How local excitation-inhibition ratio impacts the whole brain dynamics

Abstract

The spontaneous activity of the brain shows different features at different scales. On one hand, neuroimaging studies show that long-range correlations are highly structured in spatiotemporal patterns, known as resting-state networks, on the other hand, neurophysiological reports show that short-range correlations between neighboring neurons are low, despite a large amount of shared presynaptic inputs. Different dynamical mechanisms of local decorrelation have been proposed, among which is feedback inhibition. Here, we investigated the effect of locally regulating the feedback inhibition on the global dynamics of a large-scale brain model, in which the long-range connections are given by diffusion imaging data of human subjects.

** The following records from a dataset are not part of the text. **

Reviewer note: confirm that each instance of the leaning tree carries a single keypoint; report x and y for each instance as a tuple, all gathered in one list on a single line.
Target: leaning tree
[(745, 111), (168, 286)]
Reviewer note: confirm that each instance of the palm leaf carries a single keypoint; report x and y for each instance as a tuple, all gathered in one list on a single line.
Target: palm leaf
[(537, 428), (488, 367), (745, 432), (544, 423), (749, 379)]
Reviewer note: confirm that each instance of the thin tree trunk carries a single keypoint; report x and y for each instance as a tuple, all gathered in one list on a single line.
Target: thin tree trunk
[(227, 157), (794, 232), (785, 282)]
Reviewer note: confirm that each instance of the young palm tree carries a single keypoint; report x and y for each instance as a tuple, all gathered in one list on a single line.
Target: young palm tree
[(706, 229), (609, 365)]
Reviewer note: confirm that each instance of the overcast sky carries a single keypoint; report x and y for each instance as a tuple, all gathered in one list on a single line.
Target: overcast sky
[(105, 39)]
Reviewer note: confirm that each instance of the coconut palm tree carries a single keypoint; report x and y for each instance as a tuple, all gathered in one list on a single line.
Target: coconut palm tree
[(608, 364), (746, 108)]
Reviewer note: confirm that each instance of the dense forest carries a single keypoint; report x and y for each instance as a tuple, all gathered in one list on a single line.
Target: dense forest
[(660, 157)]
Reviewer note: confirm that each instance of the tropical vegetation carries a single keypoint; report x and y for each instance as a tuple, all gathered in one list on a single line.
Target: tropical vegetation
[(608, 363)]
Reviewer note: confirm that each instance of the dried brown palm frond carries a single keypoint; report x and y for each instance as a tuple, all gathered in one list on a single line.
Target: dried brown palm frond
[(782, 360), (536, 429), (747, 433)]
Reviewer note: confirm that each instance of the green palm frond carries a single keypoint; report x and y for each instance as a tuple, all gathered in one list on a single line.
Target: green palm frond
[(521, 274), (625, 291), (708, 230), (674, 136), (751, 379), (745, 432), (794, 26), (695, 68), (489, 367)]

We used simulations and analytical methods to show that locally constraining the feedback inhibition to compensate for the excess of long-range excitatory connectivity, to preserve the asynchronous state, crucially changes the characteristics of the emergent resting and evoked activity. First, it significantly improves the model's prediction of the empirical human functional connectivity. Second, relaxing this constraint leads to an unrealistic network evoked activity, with systematic coactivation of cortical areas which are components of the default-mode network, whereas regulation of feedback inhibition prevents this. Finally, information theoretic analysis shows that regulation of the local feedback inhibition increases both the entropy and the Fisher information of the network evoked responses. Hence, it enhances the information capacity and the discrimination accuracy of the global network. In conclusion, the local excitation-inhibition ratio impacts the structure of the spontaneous activity and the information transmission at the large-scale brain level.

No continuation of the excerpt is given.